Emotion washed through her, tightening her body around him as a second orgasm gathered, deep and powerful, as they rocked together, not having sex or making love so much as
mating,
sealing the bond that now connected them.

Through it, she knew that he was lost in her, in the moment and the sensations, holding nothing back as
he thrust and thrust again, finding a sweet, sweet spot where they fit perfectly, joined intimately. Her body tightened as he stroked harder and faster, then faster still, touching that spot, that wonderful glorious place that wrapped her up, caught her up. And sent her flying.

She threw her head back, rapt in the glory of coming with her body, mind and heart united, and nothing held in reserve. She called his name, praised him, urged him on, drove him wild.

“Yes, Reda. My sweet Reda.” He bowed his head as his rhythm hitched and his big body shuddered against her. He surged into her, pressed home, touched the place that was theirs alone, and then he was coming, too, her name reverberating in his chest as he leaned into her, against her.

The sensations washed between them, amping their responses and locking them together in protracted pleasure before leveling off and then, eventually, easing.

“Gods.” He pressed his cheek to hers, his breathing still hard and fast. “Dear gods. If I had known…”

It was a first for him, too, she realized. His first time drinking from a woman’s throat. His first bonding. And if she had anything to say about it, his first, last and only. She waited for panic, didn’t feel any. And smiled, feeling lighter than she had in…well, forever. “I’m glad you didn’t find out with anyone else.”

“Only you, sweet Reda.” He rolled onto his side, bringing her with him so they lay facing each other. They were no longer intimately joined, but she could feel their bond as a small kernel of warmth that moved
through her, moving with her blood. It wasn’t intrusive or invasive.

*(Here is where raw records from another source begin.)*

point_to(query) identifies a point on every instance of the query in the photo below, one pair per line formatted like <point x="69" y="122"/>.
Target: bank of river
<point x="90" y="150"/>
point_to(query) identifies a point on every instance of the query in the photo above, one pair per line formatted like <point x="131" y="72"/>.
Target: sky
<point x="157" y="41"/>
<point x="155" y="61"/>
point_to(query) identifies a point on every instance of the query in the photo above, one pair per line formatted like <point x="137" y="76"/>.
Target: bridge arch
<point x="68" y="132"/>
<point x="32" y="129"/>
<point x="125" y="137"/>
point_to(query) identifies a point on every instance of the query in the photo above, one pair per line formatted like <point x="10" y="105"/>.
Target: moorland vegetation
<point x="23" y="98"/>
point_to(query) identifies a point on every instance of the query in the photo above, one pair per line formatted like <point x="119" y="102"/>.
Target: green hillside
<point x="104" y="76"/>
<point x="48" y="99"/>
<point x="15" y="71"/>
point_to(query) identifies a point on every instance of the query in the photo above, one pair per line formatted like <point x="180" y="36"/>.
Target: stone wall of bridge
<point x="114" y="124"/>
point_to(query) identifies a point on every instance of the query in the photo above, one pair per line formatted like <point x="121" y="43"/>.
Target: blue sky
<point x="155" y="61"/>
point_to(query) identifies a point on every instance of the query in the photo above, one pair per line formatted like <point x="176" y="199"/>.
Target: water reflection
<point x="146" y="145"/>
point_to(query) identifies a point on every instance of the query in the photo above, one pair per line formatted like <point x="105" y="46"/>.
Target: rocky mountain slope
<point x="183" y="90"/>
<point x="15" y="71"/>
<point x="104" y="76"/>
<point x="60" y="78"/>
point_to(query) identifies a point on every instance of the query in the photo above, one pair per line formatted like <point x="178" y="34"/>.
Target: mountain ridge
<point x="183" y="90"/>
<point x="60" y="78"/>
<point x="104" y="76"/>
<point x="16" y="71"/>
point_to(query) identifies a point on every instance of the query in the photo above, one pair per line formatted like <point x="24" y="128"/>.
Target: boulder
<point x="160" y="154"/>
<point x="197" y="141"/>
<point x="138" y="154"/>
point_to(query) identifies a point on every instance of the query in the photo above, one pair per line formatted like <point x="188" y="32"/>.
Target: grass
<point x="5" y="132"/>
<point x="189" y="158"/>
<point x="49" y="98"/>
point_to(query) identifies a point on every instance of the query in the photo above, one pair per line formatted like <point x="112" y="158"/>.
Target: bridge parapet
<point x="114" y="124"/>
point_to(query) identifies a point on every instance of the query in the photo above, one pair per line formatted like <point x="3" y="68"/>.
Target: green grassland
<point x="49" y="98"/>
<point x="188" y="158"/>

It simply
was.

His eyes searched hers. “I’m fine,” she said, tightening her fingers on his. “Better than fine.”

“No regrets?” His words were soft and slow. Hopeful.

“Not ever, no matter what happens.” Her heart wanted to hurt with the prospect of things to come, but she determinedly kept her thoughts there, in the present, with him. Though from the way his lids were drooping, she didn’t think she would have him with her, present and accounted for, for much longer. “You, sir, are crashing.”

“Too musshh magic.” His words were slurring, his eyes going unfocused. He blinked, trying to stay awake, but it was clearly a losing battle. “All that healing. Need an hour. We…we shhhould have enough time.”

Whether they did or not, he wasn’t going to be any use until he recharged. Fleetingly, she wished for some of Candida’s clever potions, but they were long gone. “Sleep,” she said. “I’ll keep watch.” Unlike him, she was wide awake, clearheaded and ready for action.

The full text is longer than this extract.